Responsible for establishment and operation of Preclinical Drug Development group, including In Vivo Pharmacology, Toxicology, Pharmacokinetics and Drug Metabolism, Clinical Pharmacology, Bioanalytical, Preclinical Documentation and Operations. Grew a functional Development group capable of supporting the IND enabling studies in two therapeutic areas; inflammation/arthritis (MMP-13 inhibitor) and metabolic disease (DPP-IV inhibitor). Established electronic documentation control compliant with CFR 21 part 11. Built new relationships between Alantos and several major CRO’s to support necessary GLP Toxicology and Safety Pharmacology studies. Interacted with the Investment community to secure $20M in Series B funding (2005). Key drug development contact for presenting data and interacting with Large Pharma partners. Established a partnership with Servier for the worldwide co-development of an oral DPP-IV inhibitor. Member of Alantos Pharmaceuticals Senior Management Team.Promoted to Senior Director following the completion of first IND submission and successful FIH program for diabetes project, advancing discovery candidate into the clinic in 11 months. Responsible for all aspects of program management and strategic product planning for two clinical lead programs. Assumed all Clinical and Regulatory responsibilities in addition to responsibilities listed below. Lead partnership discussions with several large Pharmaceutical companies, ultimately resulting in an M&A of Alantos Pharmaceuticals by Amgen for $300M.

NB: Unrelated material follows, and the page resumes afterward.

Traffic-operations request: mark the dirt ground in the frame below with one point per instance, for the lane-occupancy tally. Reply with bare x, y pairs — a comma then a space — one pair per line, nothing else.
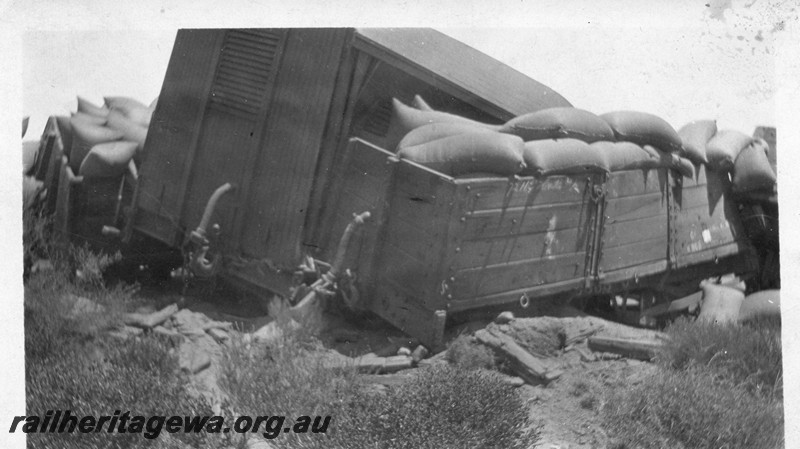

Associate Director, Pharmacokinetics and Drug Metabolism Oct 2001-Oct 2004Additional responsibilities included supporting the commercialization of the first in class boronic acid proteasome inhibitor VELCADE™ during pre-launch and launch following US FDA approval by interacting with key opinion leaders in the treatment of patients with multiple myeloma. Negotiated Phase 4 commitments with US FDA to further describe the potential drug-drug liabilities of VELCADE with drugs that induce or inhibit cytochrome P450 mediated oxidative metabolism. Designed two organ dysfunction trials with NCI/CTEP Organ Dysfunction Group to evaluate the effect of renal and hepatic dysfunction on the kinetic disposition of VELCADE. Worked on CAMPATH (alemtuzumab, a CD52-directed cytolytic Ab) Registration Team following merger with Leukocyte. Assisted in commercialization of INTEGRILIN (eptifibatide, a IIb/IIIa inhibitor) following merger with COR Pharmaceuticals. Contributed to the LDP-02 clinical development with PK/PD modeling support (later approved as ENTYVIO, following Takeda acquisition of Millennium).

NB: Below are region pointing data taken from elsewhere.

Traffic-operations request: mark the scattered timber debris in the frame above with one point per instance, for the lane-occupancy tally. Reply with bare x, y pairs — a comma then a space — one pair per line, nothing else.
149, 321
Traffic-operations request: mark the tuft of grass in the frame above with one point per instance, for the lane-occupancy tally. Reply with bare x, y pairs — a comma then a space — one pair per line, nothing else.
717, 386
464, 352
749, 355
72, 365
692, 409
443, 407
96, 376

Responsible for creation of a DMPK group to support drug development from late stage discovery through early Phase 2 clinical Trials. Responsible for the preparation of documents to support regulatory submissions in Foreign and the US Agencies. Established relationships with several contract research organizations (Quintiles, PPD, MDS, Covance, Advion) for the conduct of pre clinical DMPK studies and the GLP analysis of biological samples. Created a system for setting up Master Service Agreements with large CRO’s in order to streamline the process of contracting and running pre clinical studies. Direct pre-clinical and in vitro studies in the support of ADME packages for drug registration. Serve as DMPK project leader in Development Project Teams in inflammation, oncology, cardiovascular and metabolic disease. Employed sophisticated PK models to describe and predict plasma levels of compounds and their PD effects. Prepare pre-clinical and clinical PK/PD data and conclusions for presentation at scientific meetings and biopharmaceutical presentations to US and Foreign Regulatory Agencies. Competent in the appropriate use of NOMEM, PCNOLIN/ WINNOLIN, TOPFIT, PK Analyst and PPHARM software packages for pharmacokinetic data analysis. Established an analytical chemistry team for the development of appropriate methods of analysis of NCEs and their major metabolites in biological sample matrices.